The other women exchanged glances.

"This sounds not unlike the doings of djinni or ifrits," said a woman named Zubaidah.

"O daughter of the moon, you speak words of unmistakable truth," Aliyah replied. "I fear my cousin has been deceived by enchanters. Surely these men, Walter Bayard and Pete Brodsky, and the others who appeared with them at the first, were not men at all, but demons! Remember thee, how a great voice spoke from nowhere, and said a mistake had been made? This must certainly have been an ifrit that had sent the strangers to us in error, for they were demons condemned to some dire netherworld!"

"My lord a demon?" Dunyazad asked, eyes wide. She had freed one arm from the entangling dress, but now she stopped her struggles with the garment still around her neck and her left arm still in its sleeve. "Think you so? But nay, he was kind-spoken and gentle, and sought to please me even as I served him!"

"Ah, the better to deceive you!" Zubaidah said. "And indeed, this marks him as a demon or ifrit, for what mortal man troubles himself with the desires of his slave?"

"I fear Zubaidah speaks truly, my cousin," Aliyah said. "You have been debauched by demons, and there is naught for it now but you must be slain, ere you further defile the Khan's refuge."

Dunyazad tensed. "Slain? Slain? Nay, sisters, I am unchanged, and as pure of a demon's taint as any of you!"

"O daughter of heaven, we cannot take that risk," said Aminah, who had not previously spoken. She raised her hands and clapped them sharply, three times, over her head.

Dunyazad did not wait for the scimitar-bearing eunuchs thus summoned; instead she sprang to her feet and ran, her bare feet slapping on the cold marble. The strange dress still hung from her shoulder, flapping behind her with every step.

She had seen the eunuchs at work before. Anything that disturbed the order and tranquility of Xanadu brought out the scimitars, and the best the creator of the disturbance could hope for would be to be flung into the frigid dungeons to await the Khan's whim. A mere slave, like herself, was more likely to be beheaded on the spot.

Dunyazad preferred to keep her head attached. She knew this was an indication of a certain perversity in her nature, a reluctance to be properly submissive to the will of those above her in the natural order, but nonetheless, she ran.

A moment later she emerged from the pavilion into the gardens, where the air was sweet with the scent of the trees; she stumbled across the grassy slope toward the chasm where rose the sacred river. Running hard, she burst through the cedars that guarded the stream's source; half running and half sliding, she staggered down the rocky banks, down toward the mighty fountain where the waters of the Alph sprayed up from the earth.

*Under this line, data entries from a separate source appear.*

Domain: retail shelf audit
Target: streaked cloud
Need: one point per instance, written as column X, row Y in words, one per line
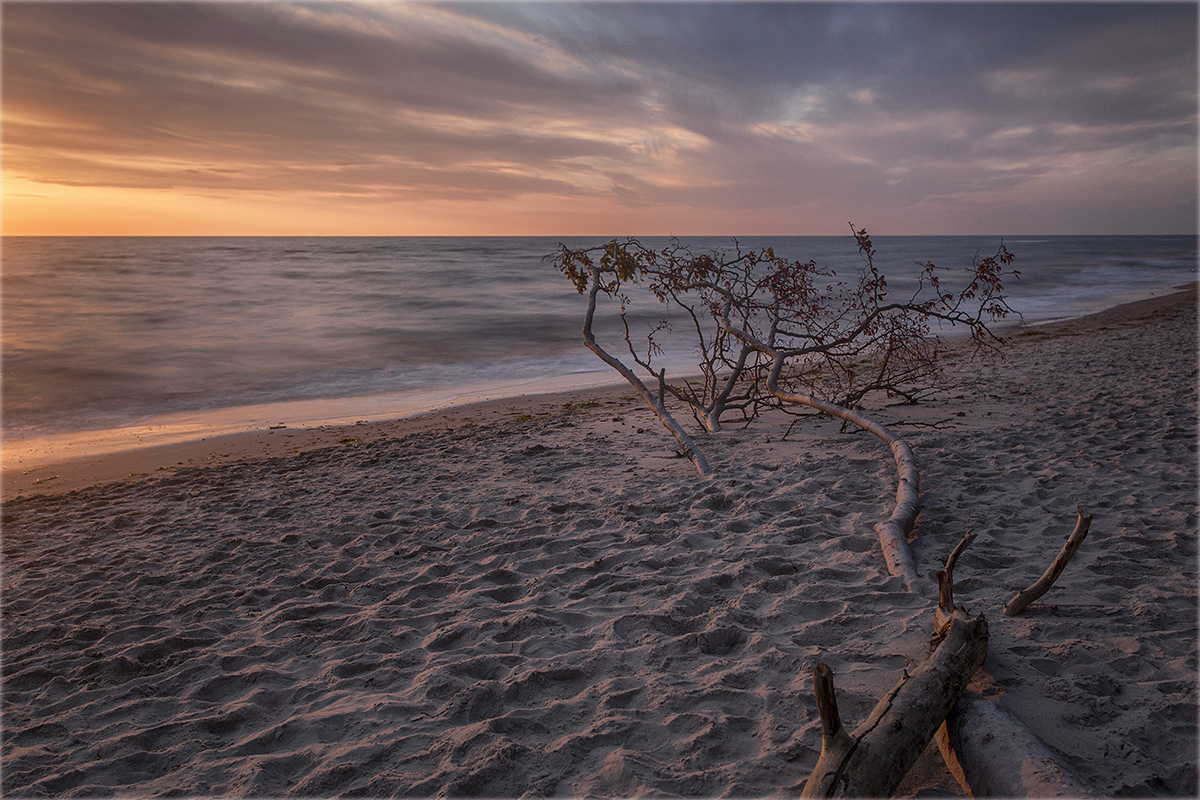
column 789, row 116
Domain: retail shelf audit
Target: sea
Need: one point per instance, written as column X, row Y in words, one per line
column 115, row 342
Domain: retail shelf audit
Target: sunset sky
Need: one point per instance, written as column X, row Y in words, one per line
column 561, row 119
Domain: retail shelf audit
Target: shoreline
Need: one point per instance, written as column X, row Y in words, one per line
column 36, row 476
column 544, row 600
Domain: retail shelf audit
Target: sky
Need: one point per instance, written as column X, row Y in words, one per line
column 598, row 119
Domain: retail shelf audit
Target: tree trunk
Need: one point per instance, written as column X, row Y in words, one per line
column 874, row 759
column 654, row 401
column 893, row 531
column 993, row 755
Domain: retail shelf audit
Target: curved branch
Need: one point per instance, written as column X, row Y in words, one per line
column 893, row 531
column 1042, row 585
column 652, row 400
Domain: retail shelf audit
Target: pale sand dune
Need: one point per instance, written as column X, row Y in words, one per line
column 557, row 606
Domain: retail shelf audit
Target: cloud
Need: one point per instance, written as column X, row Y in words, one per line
column 684, row 104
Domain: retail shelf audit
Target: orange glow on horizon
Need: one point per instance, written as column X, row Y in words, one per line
column 35, row 209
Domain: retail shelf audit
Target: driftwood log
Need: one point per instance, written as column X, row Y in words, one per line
column 873, row 759
column 893, row 533
column 993, row 755
column 1039, row 587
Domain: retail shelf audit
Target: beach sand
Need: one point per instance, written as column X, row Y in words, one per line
column 539, row 597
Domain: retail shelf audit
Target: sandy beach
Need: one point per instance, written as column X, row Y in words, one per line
column 537, row 596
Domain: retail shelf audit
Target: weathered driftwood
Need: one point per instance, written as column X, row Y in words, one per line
column 993, row 755
column 893, row 531
column 1039, row 587
column 657, row 402
column 945, row 613
column 873, row 759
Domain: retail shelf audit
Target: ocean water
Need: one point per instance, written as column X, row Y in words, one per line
column 108, row 334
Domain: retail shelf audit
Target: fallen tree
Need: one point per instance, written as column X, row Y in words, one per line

She hoped that the eunuchs would not follow her there; the place was both sacred and feared, and there was a very real danger that anyone caught in the water's blast would be drowned, or swept away, carried down through the forest and into the caverns beneath Xanadu.

As she neared the river's edge she stopped, throwing herself down on the bank; she had no desire to be washed away, into the icy caves five miles below. She lay panting for a moment, too stunned by her situation to think or speak or move.